On my recent trip to Berlin I stopped by the Vonderbank Gallery, saw a painting exhibition by Christian Awe. The works were strongly reminicent of Daniel Richter.

These Daniel Richter paintings are part of the permanent collection at the Centre Pompidou in Paris. I love Richter’s paintings. The first large scale exhibition I saw of his work was Pink Flag White Horse at Toronto’s PowerPlant. It was immediatly enamoured by the intensity of contrast between the grafitti like technique of fluorecent colours with their spraypaint like quality raditing out from the dark backgrounds. He creates such propulsive movement and with his use of layering and colours.

While Richter’s works often have a subliminal commentary on police and authority, we can read the narative of this Berlin based artist.

Walid Raad

24 Nov

I Only Wish I Could Weep

In our society of CCTV, we don’t notice all the cameras noticing us. The video montage of sunsets in I Only Wish I Could Weep inspires a sensitivity remarkably simple but so warming and profound.

The montage is peiced together by feed from a security camera set to monitor the boardwalk along the coast in Beyrouth. Each day at sunset the unnamed security guard would divert away from surveillance….. panning across the still waves, focusing upon the horizon, and record the sun slowly melt into the water.

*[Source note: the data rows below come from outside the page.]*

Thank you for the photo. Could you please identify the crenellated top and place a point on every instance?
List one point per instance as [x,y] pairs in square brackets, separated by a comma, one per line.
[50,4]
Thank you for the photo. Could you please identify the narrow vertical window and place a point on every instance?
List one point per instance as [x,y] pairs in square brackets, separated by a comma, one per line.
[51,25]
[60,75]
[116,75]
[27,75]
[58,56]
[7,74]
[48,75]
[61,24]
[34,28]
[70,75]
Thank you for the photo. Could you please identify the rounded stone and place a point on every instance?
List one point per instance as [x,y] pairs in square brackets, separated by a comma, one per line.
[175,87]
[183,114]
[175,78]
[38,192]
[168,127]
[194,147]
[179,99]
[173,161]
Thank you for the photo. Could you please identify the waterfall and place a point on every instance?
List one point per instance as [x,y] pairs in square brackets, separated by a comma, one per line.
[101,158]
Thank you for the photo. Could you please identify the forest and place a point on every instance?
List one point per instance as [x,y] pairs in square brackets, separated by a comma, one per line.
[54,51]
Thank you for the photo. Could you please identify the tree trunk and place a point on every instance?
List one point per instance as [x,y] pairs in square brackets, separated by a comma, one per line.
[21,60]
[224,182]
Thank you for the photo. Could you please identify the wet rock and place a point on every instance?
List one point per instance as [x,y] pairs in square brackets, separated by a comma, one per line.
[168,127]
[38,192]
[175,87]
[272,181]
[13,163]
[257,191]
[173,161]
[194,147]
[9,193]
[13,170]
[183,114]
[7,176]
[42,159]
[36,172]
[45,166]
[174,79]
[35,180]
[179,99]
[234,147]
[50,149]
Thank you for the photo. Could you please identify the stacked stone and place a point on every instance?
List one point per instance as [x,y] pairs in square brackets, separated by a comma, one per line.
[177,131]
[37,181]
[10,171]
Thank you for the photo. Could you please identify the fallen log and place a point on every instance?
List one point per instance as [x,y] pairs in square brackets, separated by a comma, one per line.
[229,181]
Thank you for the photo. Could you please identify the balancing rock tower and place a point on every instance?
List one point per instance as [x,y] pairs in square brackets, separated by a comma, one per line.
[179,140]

Broadening from Beyrouth to middle east politics, streaming down to societal in-security and surveillance, down to the individual minutes which wind down the end of one’s long tedious work day, a silent hommage to the sunset. As the time counter clicks the minutes past, this video is a pure moment of reflection and tranquillity.

Jennifer Allora + Guillermo Calzadilla

24 Nov

Returning a Sound

The first time I saw this video installation was during a show at the Maison Rouge, called Un Vision Du Monde.

Approaching the doorway to the Allora + Calzadilla niche, a quiet rummbling murmur grew stronger and stronger…. The video projected on a small screen contrasted by the big noise that filled the little space.

On the screen rolling green hills cut by narrow dirt roads. We follow behind a young boy on a scooter, the mouth of a trumpet comically welded to the exhaust pipe.

He speeds through the warm landscape with an improvised soundtrack honked out by the switching gears and the velocity of his journey. The work is a comment on the American military base occupation in an area of Porto Rico.